Moderator: Rand Fishkin
Rahul Lahiri, Vice President of Search Product Management, Ask is a maybe...
Ben D'Angelo, Software Engineer, Google is kicking things off.
Duplicate content issues include multiple URLs pointing to the same page or very similar pages. Different countries with the same language. Duplicate content is also across other sites as syndicated content and scraped content.
The ideal situation is you want one URL for one piece of content.
Examples of duplicates include www vs no www, session IDs, URL parameters, print version pages, CNAMEs. Then you have similar content on different URLs. Using manufacturers database of pictures and content. Sites in different countries with same language.
How does Google handle duplicate content? General idea is that they cluster pages together and choose the "best" representation page. They have different types of filters for different types of duplicate content. This is not a penalty, just a filter.
What can you do about this? - For exact dups use a 301 redirect - Near duplicates noindex and robots.txt them out - Domains by country, note a different language is not duplicate, use unique content specific to country and use different TLDs and webmaster tool's geo thing. - Try not to put extraneous parameters in your URLs
There are also things like duplicate meta tags and titles.
What about other sites that cause duplicate content. What if you syndicate your content out. One tip, make sure to include a link back to the original article or content. Maybe also just give them a summary. If you syndicate other's content then flip the reverse.
Scrapers are likely not to impact you, it is possible, but rare. You can then file a DMCA and/or Spam Report.
Priyank Garg, Director Product Management, Yahoo! Search is going short with his presentation cause he lost his voice.

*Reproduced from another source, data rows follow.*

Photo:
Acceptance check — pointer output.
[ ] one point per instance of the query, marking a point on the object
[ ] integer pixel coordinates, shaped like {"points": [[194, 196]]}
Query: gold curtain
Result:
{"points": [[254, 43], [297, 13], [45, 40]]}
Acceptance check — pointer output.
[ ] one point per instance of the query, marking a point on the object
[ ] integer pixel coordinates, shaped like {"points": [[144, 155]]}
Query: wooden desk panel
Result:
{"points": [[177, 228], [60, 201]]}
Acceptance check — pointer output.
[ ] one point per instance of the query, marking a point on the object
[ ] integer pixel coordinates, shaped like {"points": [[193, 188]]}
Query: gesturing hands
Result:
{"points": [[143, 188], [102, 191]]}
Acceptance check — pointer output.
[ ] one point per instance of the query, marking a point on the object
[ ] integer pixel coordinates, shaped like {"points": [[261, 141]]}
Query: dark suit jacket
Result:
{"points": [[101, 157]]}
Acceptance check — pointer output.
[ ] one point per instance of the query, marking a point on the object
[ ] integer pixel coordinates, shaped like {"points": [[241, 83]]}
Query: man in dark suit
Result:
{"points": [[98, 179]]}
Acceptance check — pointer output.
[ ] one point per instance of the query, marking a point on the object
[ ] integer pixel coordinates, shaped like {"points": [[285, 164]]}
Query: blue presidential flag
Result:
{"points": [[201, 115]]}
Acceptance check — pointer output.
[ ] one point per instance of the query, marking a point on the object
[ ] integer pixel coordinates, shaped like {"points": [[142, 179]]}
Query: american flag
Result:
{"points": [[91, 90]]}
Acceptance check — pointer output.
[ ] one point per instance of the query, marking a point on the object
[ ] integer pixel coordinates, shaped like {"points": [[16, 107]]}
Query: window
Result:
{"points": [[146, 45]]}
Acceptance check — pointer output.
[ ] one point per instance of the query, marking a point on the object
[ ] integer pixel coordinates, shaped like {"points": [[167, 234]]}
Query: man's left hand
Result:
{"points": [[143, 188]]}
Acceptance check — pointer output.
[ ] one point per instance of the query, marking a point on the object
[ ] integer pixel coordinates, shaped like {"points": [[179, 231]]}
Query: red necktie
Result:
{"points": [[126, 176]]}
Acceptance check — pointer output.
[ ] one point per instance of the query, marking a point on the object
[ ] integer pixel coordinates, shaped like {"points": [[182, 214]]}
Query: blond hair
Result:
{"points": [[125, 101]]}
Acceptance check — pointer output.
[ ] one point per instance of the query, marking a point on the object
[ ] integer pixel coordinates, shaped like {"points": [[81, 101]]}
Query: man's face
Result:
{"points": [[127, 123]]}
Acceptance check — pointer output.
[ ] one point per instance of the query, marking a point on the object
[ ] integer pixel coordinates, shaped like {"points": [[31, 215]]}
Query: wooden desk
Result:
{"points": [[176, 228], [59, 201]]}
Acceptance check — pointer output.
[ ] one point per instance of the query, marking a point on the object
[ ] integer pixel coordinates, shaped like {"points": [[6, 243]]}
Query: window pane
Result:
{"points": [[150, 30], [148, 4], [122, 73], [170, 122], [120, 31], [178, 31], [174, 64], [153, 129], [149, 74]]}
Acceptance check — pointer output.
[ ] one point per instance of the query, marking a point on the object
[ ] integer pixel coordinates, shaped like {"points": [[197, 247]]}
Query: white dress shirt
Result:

Yahoo does filter dups throughout all steps in the pipeline. He shows some examples... They classify most duplicate content "accidental." Soft 404 (not real 404s) is one of the largest source of duplicates. There are also abusive forms, like scrapers.
He then links to Yahoo Tools, like Site Explorer. The dynamic URL rewrite tool rocks, so does URL removal.
Derrick Wheeler, Senior Search Engine Optmization Architect, Microsoft is last up.
Duplicate content is his worse nightmare. CIRTA = crawl, index, rank, traffic, action. They have 180 million URLs in Live Search, 80 million in Google and a few in Yahoo, cause each engine filters them out differently.
- Consider you might need to detect when an engine is coming to your site, like cloak - in very specific considerations it is helpful, like session IDs - Know your parameters - Always link to your parameters in the same order - Dig into the search results of your site and you can find things there - Exclude dups using robots.txt or noindex, nofollow, etc. - Don't assume engines cant find JavaScript - Find a tool that will crawl your site, so you can see how an engine will look at your site - Focus on your strong URLs first
These are his key points, heading out now, have a meeting.